Israel has reportedly told Egypt that it will allow people to leave Rafah before it moves in. But not everyone is capable of fleeing again, and there is nowhere safe to go. Some of those who have tried to leave the city in recent days have not been heard of since making the attempt. Fierce fighting continues in the Gazan city of Khan Younis. Overall, more than half of Gaza is still under evacuation orders, and Israel has said that fighting will continue in the north, where it had previously said operations were completed, due to the reappearance of Hamas combatants and officials.
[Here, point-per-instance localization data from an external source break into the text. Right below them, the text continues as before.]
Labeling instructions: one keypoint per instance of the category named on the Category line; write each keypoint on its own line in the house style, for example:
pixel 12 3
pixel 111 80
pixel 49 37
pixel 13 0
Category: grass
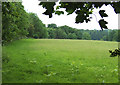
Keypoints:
pixel 59 61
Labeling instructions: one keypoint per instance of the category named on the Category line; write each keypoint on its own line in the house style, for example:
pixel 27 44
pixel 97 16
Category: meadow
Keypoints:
pixel 59 61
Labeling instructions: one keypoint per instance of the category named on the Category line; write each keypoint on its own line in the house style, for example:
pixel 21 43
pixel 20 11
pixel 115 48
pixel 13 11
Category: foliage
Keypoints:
pixel 17 23
pixel 82 9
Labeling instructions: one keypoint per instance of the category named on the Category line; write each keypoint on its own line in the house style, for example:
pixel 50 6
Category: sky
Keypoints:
pixel 69 20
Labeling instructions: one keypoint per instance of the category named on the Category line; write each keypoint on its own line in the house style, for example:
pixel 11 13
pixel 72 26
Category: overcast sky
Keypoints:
pixel 69 20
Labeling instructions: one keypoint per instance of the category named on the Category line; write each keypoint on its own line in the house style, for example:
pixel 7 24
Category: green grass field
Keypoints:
pixel 59 61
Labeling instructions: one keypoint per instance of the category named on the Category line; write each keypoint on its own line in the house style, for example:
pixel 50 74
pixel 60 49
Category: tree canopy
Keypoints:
pixel 82 9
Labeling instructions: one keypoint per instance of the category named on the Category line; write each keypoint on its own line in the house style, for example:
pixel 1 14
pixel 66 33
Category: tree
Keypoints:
pixel 60 34
pixel 52 26
pixel 82 9
pixel 36 29
pixel 15 21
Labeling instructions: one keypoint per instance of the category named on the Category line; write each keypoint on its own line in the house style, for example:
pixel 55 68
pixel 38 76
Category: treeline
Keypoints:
pixel 18 24
pixel 66 32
Where fighting has ceased, a wasteland is left. Homes, schools, bakeries, hospitals, mosques, churches, sewage infrastructure, aid centres – all erased from the earth. In the words of one witness: “It’s like after an atomic bomb.” The United Nations Relief and Works Agency for Palestine Refugees (UNRWA) has also complained that it has not been able to deliver aid to the north for more than a fortnight. A major ground offensive in Rafah threatens to cut off Gaza’s lifeline completely, since aid comes via the city’s crossing with Egypt.

Meanwhile, each day of war increases the need for those deliveries. The US has, belatedly, invested heavily in attempts to pursue a ceasefire and the release of hostages. Antony Blinken, the secretary of state, said the Hamas counteroffer to proposals from the US and Israel contained clear non-starters, but offered “space to pursue negotiations”. However, Mr Netanyahu’s response made it clear that American shuttle diplomacy is of limited use while Washington’s pressure essentially amounts to urging and imploring. He insisted that “absolute victory” is needed, and that there will be months more fighting. Nor is the prime minister willing to listen to freed hostages, and relatives of those still held, as they plead for a deal. The extreme right, upon whom he depends for political survival, would not tolerate such an agreement.

Mr Netanyahu is far from being the only obstacle on the Israeli side to a ceasefire and the release of hostages. But there can be little if any progress while he remains at the helm. He is too busy pursuing his personal interests to serve his country’s. That means, frighteningly, that the least grim scenario for Rafah now looks like further mass displacement and a deepening humanitarian disaster.